Wie man seinen alten Ofen mit 110-V-IR-Elementen repariert
Haben Sie schon bemerkt, dass alte Brotöfen nach einer Weile an Leistung verlieren? Es entstehen störende kühle Stellen – oder die Wärme erreicht das Brot einfach nicht mehr richtig. Das ist frustrierend. Man sieht, dass das Brot nicht richtig bräunt – und man weiß, dass das Problem am Ofen selbst liegt.
In der Regel muss man keinen völlig neuen Ofen kaufen. Es reicht aus, die alten Spulen durch spezielle Infrarotlampen zu ersetzen.

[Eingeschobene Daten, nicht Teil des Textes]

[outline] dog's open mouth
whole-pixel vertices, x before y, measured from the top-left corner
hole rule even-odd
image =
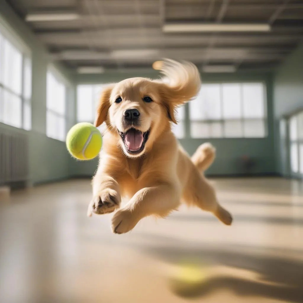
[[[148,138],[149,131],[142,132],[135,128],[130,128],[125,132],[119,132],[124,145],[130,154],[138,154],[144,148]]]

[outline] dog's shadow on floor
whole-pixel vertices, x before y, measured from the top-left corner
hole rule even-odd
[[[196,298],[210,295],[220,289],[228,289],[239,296],[303,302],[303,262],[295,258],[270,256],[261,253],[243,252],[247,251],[248,248],[241,245],[235,245],[234,249],[232,247],[231,249],[228,250],[220,247],[198,248],[193,247],[192,243],[186,241],[180,243],[179,239],[173,241],[171,238],[165,239],[158,235],[149,236],[145,234],[144,236],[145,240],[148,240],[149,236],[152,244],[142,246],[139,245],[140,249],[168,263],[177,264],[180,260],[187,259],[194,260],[203,264],[207,260],[214,264],[246,270],[259,277],[255,280],[226,275],[217,275],[189,287],[173,288],[172,290],[179,296]],[[163,245],[165,242],[167,244]],[[162,245],[155,245],[157,242]],[[253,250],[255,251],[255,247],[251,248],[251,251],[254,251]],[[245,249],[241,249],[244,248]],[[262,250],[262,248],[259,248]],[[262,250],[264,251],[267,249],[264,248]]]

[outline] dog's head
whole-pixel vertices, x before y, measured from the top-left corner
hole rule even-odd
[[[198,92],[200,76],[193,65],[167,60],[161,71],[168,81],[132,78],[109,85],[102,94],[95,126],[105,121],[129,156],[142,155],[170,130],[170,122],[177,123],[176,108]]]

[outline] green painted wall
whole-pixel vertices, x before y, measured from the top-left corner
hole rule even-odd
[[[65,143],[48,138],[45,134],[46,71],[51,62],[44,48],[23,20],[6,2],[0,1],[0,17],[13,29],[32,52],[32,130],[27,132],[0,123],[2,132],[21,133],[28,136],[30,183],[35,184],[67,178],[69,175],[69,157]],[[63,67],[55,67],[70,85],[67,91],[68,127],[75,122],[75,86],[72,75]]]
[[[288,146],[279,133],[279,121],[303,110],[303,44],[297,48],[277,71],[274,78],[274,113],[276,168],[289,175]]]
[[[100,83],[115,82],[132,77],[157,77],[156,72],[138,73],[114,73],[99,75],[79,75],[75,78],[78,84]],[[188,152],[191,155],[200,144],[211,142],[217,148],[217,157],[207,172],[209,175],[235,175],[243,174],[245,171],[239,165],[240,157],[243,155],[255,158],[257,162],[252,172],[256,174],[273,173],[275,170],[274,149],[273,117],[272,115],[272,77],[270,73],[205,75],[201,76],[204,83],[260,81],[267,86],[268,135],[258,139],[211,139],[205,140],[190,138],[181,140],[180,142]],[[96,160],[88,162],[76,161],[71,159],[69,167],[74,175],[91,175],[97,168]]]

Warum Infrarotlampen funktionieren
Die meisten alten Öfen arbeiten dadurch, dass heiße Luft zirkuliert. Doch diese 110-V-IR-Elemente funktionieren anders: Anstatt darauf zu warten, dass sich die Luft erwärmt, geben sie direkte Strahlungswärme ab. Das ist wie der Unterschied zwischen dem Stehen in einem warmen Raum und dem Gefühl der Sonne auf der Haut. Da die Energie direkt auf das Brot trifft, trocknet die Kruste schneller und das Innere bleibt gleichmäßig warm. Zudem muss man nicht mehr eine halbe Stunde warten, bis der Ofen vorgeheizt ist – er wird einfach schnell warm.
Robuste Konstruktion
Wir verwenden kein billiges Glas. Stattdessen nutzen wir hochreinen Quarz, um den Wolframfunken zu schützen. Warum? Weil Öfen extremen Belastungen ausgesetzt sind – sie werden erhitzt, abgekühlt und wieder erhitzt. Billige Materialien brechen unter solchem Druck. Quarz hingegen nicht.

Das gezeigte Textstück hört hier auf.